While the SAP incident was in progress, I continued the process of trying to self-diagnose the issue further.
I tried a couple more things such as:

  • Starting and stopping SAP ASE manually using stopdb/startdb commands.
  • Restarting the whole server (this step has a place in every troubleshooting process, eventually).
  • Checking the server patch level.
  • Checking the environment of the Linux user, the shell, the profile files, the O/S limits applied.
  • Checking what happens if McAfee anti-virus was disabled (I’ve seen the ePO blocking processes before).

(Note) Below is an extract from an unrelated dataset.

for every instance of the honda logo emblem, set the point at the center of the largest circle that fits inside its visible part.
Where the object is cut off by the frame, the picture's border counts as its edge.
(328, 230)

Eventually exhaustion set in and I decided to give the SAP support processor time to get back to me with some hints.

Some Sleep

I spend a lot of time solving SAP problems. A lot of time.
Something doesn’t work according to the docs, something did work but has stopped working, something has never worked well…
It builds up in your mind and you carry this stuff around in your head.
Subconsciously you think about these problems.

Then, at about 3am when you can’t get back to sleep, you have a revelation.
The hostagent is forking the process to start the database as the syb<sid> Linux user (it uses “su”), from the root user (hostagent runs as the root user).

Linux Domain Users

The revelation I had regarding the forking of the user, was just the trigger I needed to make me consider the way the Linux authentication was setup on this specific server with the problem ASE startup.

I remembered at the beginning of the project that I had hit an issue with the SSSD Linux daemon, which is responsible for interfacing between Linux and Microsoft Active Directory. At that time, the issue was causing the hostagent to hang when operations were executed which required a switch to another Linux user.
This previous issue was actually a hostagent issue that was fixed in a later hostagent patch. During that particular investigation, I requested that the Linux team re-configure the SSSD daemon to be more efficient with its Active Directory traversals, when it was looking to see if the desired user account was local to Linux or if it was a domain account.

With this previous issue in mind, I checked the SSSD configuration on the problem server. This is a simple conf file in /etc/sssd.

The Solution

After all the troubleshooting, the raising of the incident, the sleeping, I had finally got to the solution.

After checking the SSSD daemon configuration file /etc/sssd/sssd.conf, I could clearly see that there was one entry missing compared to the other servers that didn’t experience the SAP ASE start error.

The parameter: “subdomain_enumerate = none” was missing.
Looking at the manual page for SSSD it would seem that without this parameter there is additional overhead during any Active Directory traversal.

I set the parameter accordingly in the /etc/sssd/sssd.conf file and restarted the SSSD daemon using:

service sssd restart

Then I retried the start of the database using the hostagent command shown previously.
It worked!
I then retried with SAP LaMa and that also now started ASE without error messages.

Root Cause

What it seems was happening, was some sort of internal pre-set timeout in the sapdbctrl binary, when hit, the sapdbctrl just abandons and throws the error that I was seeing. This leaves the ASE database to continue and start (the process was initiated), but in the hostagent it looked like it had failed to start.
By adding the “subdomain_enumerate = none” parameter, any “delay”, caused by inappropriate call to Active Directory was massively reduced and subsequent start activities were successful.